ルオーは数多くの宗教的なモチーフを扱ったけれど、それは近代以前の作品とは全く違うアプローチだった。彼がステンドグラスの仕事をしていたのも、いささか示唆的だ。過去、宗教芸術は、他の多くの人々のために作られるものだった。ステンドグラスは、聖堂という祈りの場のためのものだ。
祭壇画、聖像、すべてはそこで祈る人のためのもの。
他人のため、公的な場のためのものだった。
だけどルオーは、祈った結果、描いた。あるいは描くことが祈る事だった。非常に個人的な祈りの発露。
シャガールに至っては、その全てが心象風景。思い出の村、故郷の風景、恋人と過ごす時のイメージ、実際に網膜に写るものではない。
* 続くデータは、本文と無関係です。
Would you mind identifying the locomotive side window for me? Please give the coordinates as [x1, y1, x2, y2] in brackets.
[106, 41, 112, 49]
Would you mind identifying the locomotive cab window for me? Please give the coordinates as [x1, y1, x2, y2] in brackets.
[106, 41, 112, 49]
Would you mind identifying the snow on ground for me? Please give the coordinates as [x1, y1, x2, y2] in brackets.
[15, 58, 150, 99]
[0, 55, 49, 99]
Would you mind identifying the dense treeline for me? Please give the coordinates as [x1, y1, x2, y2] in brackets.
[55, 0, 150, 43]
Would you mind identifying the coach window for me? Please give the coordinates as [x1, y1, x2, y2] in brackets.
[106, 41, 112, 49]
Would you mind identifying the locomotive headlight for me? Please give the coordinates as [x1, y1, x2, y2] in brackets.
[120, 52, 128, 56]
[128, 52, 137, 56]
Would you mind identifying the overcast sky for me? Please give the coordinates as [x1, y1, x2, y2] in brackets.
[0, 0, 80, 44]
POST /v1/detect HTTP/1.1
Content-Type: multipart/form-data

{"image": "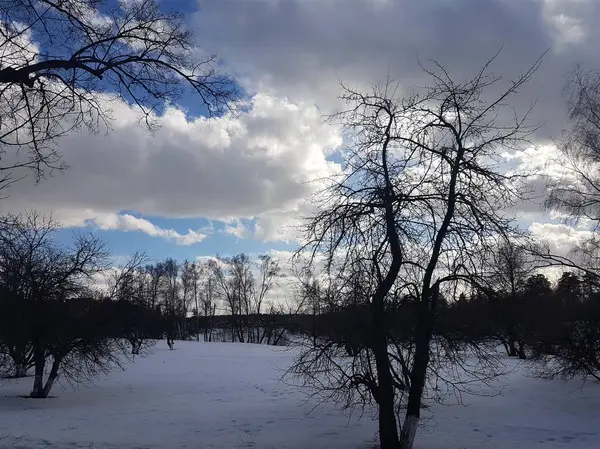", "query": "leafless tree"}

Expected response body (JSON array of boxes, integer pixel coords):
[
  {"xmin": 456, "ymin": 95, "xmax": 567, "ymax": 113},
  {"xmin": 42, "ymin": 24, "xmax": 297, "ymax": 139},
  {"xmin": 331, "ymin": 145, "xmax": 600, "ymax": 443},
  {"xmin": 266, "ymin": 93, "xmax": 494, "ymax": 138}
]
[
  {"xmin": 159, "ymin": 258, "xmax": 184, "ymax": 340},
  {"xmin": 106, "ymin": 252, "xmax": 158, "ymax": 356},
  {"xmin": 1, "ymin": 213, "xmax": 111, "ymax": 398},
  {"xmin": 0, "ymin": 0, "xmax": 236, "ymax": 186},
  {"xmin": 488, "ymin": 239, "xmax": 539, "ymax": 359},
  {"xmin": 210, "ymin": 254, "xmax": 280, "ymax": 343},
  {"xmin": 301, "ymin": 50, "xmax": 540, "ymax": 449}
]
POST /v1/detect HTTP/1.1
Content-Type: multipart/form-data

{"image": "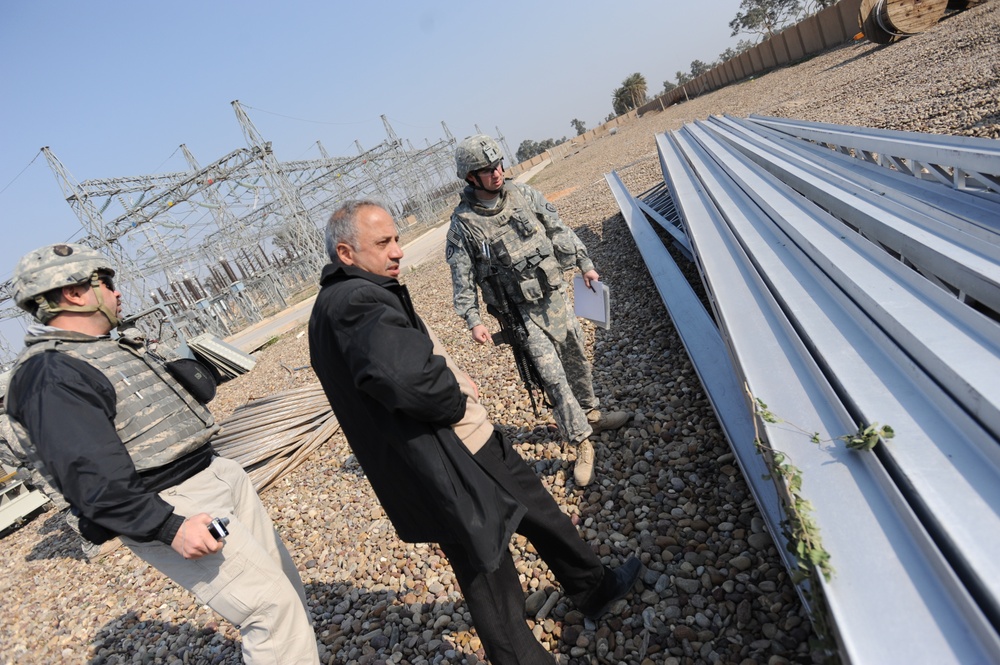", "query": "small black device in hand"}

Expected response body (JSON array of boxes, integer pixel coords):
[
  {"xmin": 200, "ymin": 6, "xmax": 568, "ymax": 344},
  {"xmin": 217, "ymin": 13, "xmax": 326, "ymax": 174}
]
[{"xmin": 208, "ymin": 517, "xmax": 229, "ymax": 540}]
でも、作品を見る者はそれに共感して、彼の心象風景を、彼とともに見る。
近代以前に芸術の素材だった宗教や神話や歴史も、もちろん網膜にうつるものではありませんでした。しかしそれらは、宗教家や歴史家などの語るところのものであり、画家の内面にあるものではありませんでした。
祈りや物語は、人の心の中から生まれたものですが、外部化されたもの。本来、個々の人間の内面にあったものが、形を与えられ、共有されたもの。既に外部化され、共有化されたものを、その型式にしたがって形にするのが、近代化以前の芸術家でした。内面にあるもので、共有されておらず、形式なんてあるはずもない、そんな題材を扱うのが、近代化以降の芸術家です。
ミロ。
しかし、作品として形にできるということは、外面化も共有もできるということのはず。そもそも、人間の内面は、外部からの刺激によって形成されるもの。
コラージュやフロッタージュなどで、外部をそのまま作品に取り込んだり、オートマティズムなどで作家の内面の発露を遮断するなど、内部と外部、感覚の模索と共有の限界を探るシュルレアリスムが始まります。
ミロの作品には、原始の美術を思わせるものが見られます。まだ芸術に形式が生まれておらず、人々がその心理を衝動のまま形にしていた原始の美術の研究は、シュルレアリスムの重要な活動のひとつでした。岡本太郎氏による縄文の発見もその一つです。ミロの作品にも、原始性があふれています。
ミロは、シュルレアリスムの枠にすら収まりませんでした。
個人的には、シュルレアリスムが解き明かそうとしていた、原始や衝動そのものに近いように思われます。彼の作品は、
例えるなら、目で見る音楽です。
色は、音階が和音をつくるように溶け合い、線は、リズムのように脈打ち、形や明るさは、メロディや音量のように高く低く、大きく小さく、動きを与えます。
この後、音楽にコード理論やリズム作法といった音楽理論があるように、視覚芸術にも理論が存在すると考えられるようになります。ミロと並ぶ抽象絵画の作家、パウル・クレーはバウハウスで教鞭を採り、カンディンスキーは『点と線から面へ』などの著作を残しました。
そして時代は、芸術家個人の内面や感覚に基づく創作から、理論に従って作成する、すなわち現代芸術へと移っていくのです。
近代絵画を学ぶことで、古典絵画や現代芸術まで理解できる、そのガイドブック。
ここまで読ませておいて、こんなコト言うのはアレですが、
色々と間違っているますね。自分で書いてて、おかしいなと思う事ばっかり。
こんな風に、文字にしてみると、自分の理解と誤解の度合いが見えてきます。何を学ぶにしても有効な方法。
ただ、近代絵画は、書籍も展示も多い。そして誰もが、芸術と言って大概の日本人が思い浮かべる、ゴッホだのモネだのルノアールだのは、みんな近代絵画の芸術家というわけで、芸術や美術について学び始めようというのなら、やはり近代絵画から入るのが一番捗るんじゃないかと思います。
近代絵画を学べば、それと比較することで、古典絵画や現代芸術の理解はずいぶん分かりやすくなるでしょう。
そんな、古典と現代の間の美術についての入門に、この本は最適なのではないでしょうか。